Dans sa communication, Sylvestre Ilunga rappelle que son gouvernement n’est entré en fonction que neuf mois après l’investiture du président Tshisekedi, que les caisses de l’État étaient alors quasiment vides, les réserves de change érodées. Pour le futur ex-Premier ministre, cela est dû à une gestion « non orthodoxe » des finances publiques et à des dérapages révélés à l’occasion du procès dit « des 100 jours ».

« Il y a lieu de relativiser la responsabilité du gouvernement dans le prétendu échec allégué par certains honorables députés », écrit encore Sylvestre Ilunga. Le chef du gouvernement plaide même pour une responsabilité partagée, voire prépondérante du chef de l’État.
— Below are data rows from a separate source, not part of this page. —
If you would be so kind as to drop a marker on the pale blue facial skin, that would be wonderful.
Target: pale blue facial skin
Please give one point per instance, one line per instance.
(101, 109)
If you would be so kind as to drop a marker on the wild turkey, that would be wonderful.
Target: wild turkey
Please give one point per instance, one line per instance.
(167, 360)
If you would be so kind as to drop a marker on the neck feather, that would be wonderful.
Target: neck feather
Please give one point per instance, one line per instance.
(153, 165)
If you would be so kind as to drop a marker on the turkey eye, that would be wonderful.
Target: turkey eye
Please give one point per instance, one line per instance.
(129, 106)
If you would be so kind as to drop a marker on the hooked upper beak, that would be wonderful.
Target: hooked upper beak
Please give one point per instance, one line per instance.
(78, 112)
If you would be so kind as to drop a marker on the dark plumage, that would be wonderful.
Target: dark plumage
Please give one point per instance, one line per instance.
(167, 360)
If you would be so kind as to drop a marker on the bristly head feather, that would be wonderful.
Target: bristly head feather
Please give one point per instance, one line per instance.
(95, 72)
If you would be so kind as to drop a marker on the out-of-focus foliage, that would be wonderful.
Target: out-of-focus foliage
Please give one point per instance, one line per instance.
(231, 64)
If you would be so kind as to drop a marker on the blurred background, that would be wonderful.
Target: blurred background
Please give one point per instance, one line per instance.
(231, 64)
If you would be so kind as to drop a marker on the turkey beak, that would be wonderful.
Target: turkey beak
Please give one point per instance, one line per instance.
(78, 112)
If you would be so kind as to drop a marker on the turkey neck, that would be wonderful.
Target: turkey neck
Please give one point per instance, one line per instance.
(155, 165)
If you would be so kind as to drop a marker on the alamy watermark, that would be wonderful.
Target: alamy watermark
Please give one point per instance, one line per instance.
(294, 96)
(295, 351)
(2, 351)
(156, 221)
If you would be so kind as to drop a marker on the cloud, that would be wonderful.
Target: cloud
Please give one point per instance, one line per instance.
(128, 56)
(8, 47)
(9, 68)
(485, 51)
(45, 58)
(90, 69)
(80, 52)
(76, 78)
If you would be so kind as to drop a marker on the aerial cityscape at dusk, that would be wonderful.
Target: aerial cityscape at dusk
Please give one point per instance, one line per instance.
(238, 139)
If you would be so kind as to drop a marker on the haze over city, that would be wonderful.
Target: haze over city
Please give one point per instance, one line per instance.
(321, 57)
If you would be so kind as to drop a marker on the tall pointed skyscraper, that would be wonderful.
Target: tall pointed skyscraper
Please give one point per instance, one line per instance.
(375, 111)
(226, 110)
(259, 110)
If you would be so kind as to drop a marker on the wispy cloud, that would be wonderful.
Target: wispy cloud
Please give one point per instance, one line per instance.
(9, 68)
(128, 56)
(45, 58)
Il rappelle que la quasi-totalité des Conseils des ministres ont été présidés par Félix Tshisekedi. « Ses orientations ont été coulées par la suite sous forme de décisions du Conseil », assure-t-il.

24 heures pour présenter sa démission

Comme ses collègues de la coalition pro-Kabila, Sylvestre Ilunga ne reconnaît pas la compétence du bureau provisoire à organiser le vote de cette motion et donc toute la légalité de la séance d’hier. Sans tenir compte du vote du jour, il termine sa communication en assurant se tenir à la disposition du bureau définitif de l’Assemblée.

Pour le président du bureau provisoire, le débat sur l’habilitation du bureau provisoire à examiner cette motion ne tient pas. En séance, il a expliqué que c’est l’assemblée plénière des députés qui démet le gouvernement et non le bureau qu’il dirige. Il a annoncé le gouvernement comme démissionnaire. Le Premier ministre a, en théorie, 24 heures pour présenter sa démission à Félix Tshisekedi.

Les députés ont voté à tour de rôle pour ou contre la motion de censure contre le gouvernement de Sylvestre Ilunga.
Les députés ont voté à tour de rôle pour ou contre la motion de censure contre le gouvernement de Sylvestre Ilunga. © Sonia Rolley/RFI

Récit de la séance et témoignages avec notre correspondante sur place

Réaction du PPRD

Le Parti du peuple pour la reconstruction et la démocratie de l'ancien président Joseph Kabila a réagi. Le rapporteur du bureau politique de l'une des principales composantes du FCC dénonce ce qu'il qualifie de « précédent fâcheux » et appelle à accepter leur appartenance à l'opposition.